Cevap verecekken Evelyn Nott ağzının içinden bir şeyler mırıldandı fakat 'Sığıntı, aile, miras'  kısımlarını yakalayabilmiştim. Bana gerek kalmadan teyzem ona herkesi ürpertebilecek meşhur Black bakışını atmıştı bile. Bu kadar kızdığına göre belli ki denilenlerin tamamını duymuştu.

"Regulus'un en çok beğeneceği hediye olacağına eminim. Hatta şöyle yapalım. Cassiopia tatlım, hediyenin üstüne ismini yazma ki Regulus'un vereceği tepkiyi sana olan sevgisinden etkilenmeden görelim."

Gülümseyip başımı salladım. Beğeneceğinden damarlarımda akan kanın saf olduğundan emin olduğum kadar emindim. Ki bu böyle bir ailede büyüyen bir safkan için çok şey ifade eden bir deyişti. Gümüş rengi paketin üzerine son anda yazdığım "M.C.P" harflerini parmağımla silerek onu diğer hediyelerin arasına bıraktım.

Herkes toplanıp Regulus'a iyi dilekler sunulduktan sonra nihayet hediyeleri açma zamanı gelmişti. Geniş salonda herkes yerini aldığında bir sessizlik çöktü. Regulus ilk paketi açtı ve paketten baykuşu için altın bir kafes çıktı. Gülümseyip Shafiq ailesine teşekkür etti.

Yaklaşık on dakika sonra iki asa sapı, özel kuşlardan elde edilmiş beş tüy kalem, biri ipek ve biri kaşmir olmak üzere iki yeni pelerini olmuştu. 
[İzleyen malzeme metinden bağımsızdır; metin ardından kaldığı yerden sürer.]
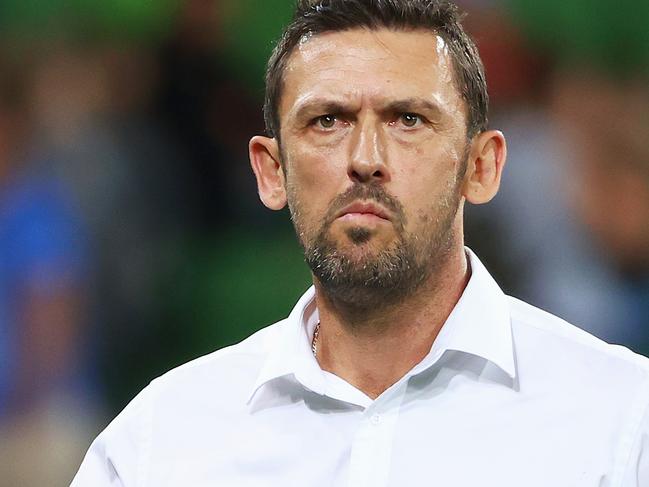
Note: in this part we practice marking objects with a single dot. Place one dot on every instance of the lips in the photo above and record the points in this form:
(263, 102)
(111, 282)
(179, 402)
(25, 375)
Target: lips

Nihayet eline gümüş renkli paketi aldı. Dışındaki yaldızlı paketi soyduktan sonra içteki kara meşeden yapılma kutuyu açtı ve... Ve gözleri hayretle açıldı. 

Salazar Slytherin'in madalyonunun bir kopyası olan elmaslar, zümrütler ve safirlerle süslenmiş gümüş madalyonu herkesin görebilmesi için havaya kaldırdığında salondan uğultular yükseldi. Çünkü hediye Galeonlar içinde yüzen safkanlar için bile pahalı bir parçaydı.

"Bana bu nadide hediyeyi veren kişi sanırım adını bahşetmeyi unutmuş. Acaba kendinizi bana takdim edebilir misiniz? "diye sordu aşırı kibar bir şekilde.

Gözlerini salonda gezdirmeden önce kimseye fark ettirmeden bana göz kırpmıştı. Onu ne kadar iyi tanıdığımı biliyordu. İşaretini alarak ayağa kalktım ve yanına gittim.

"Sevgili kuzenim, senden başka kim beni bu kadar iyi tanıyabilirdi ki zaten?"

Bana nazikçe sarıldığında ben de ona karşılık verdim ve Regulus'un omzunun üzerinden Evelyn Nott'a ezici bakışlar attım. Walburga teyzem ve sohbete şahit olmuş diğerler kadınlar da gururla bir bana bir de ayıplayan bakışlarla Bayan Nott'a bakıyorlardı.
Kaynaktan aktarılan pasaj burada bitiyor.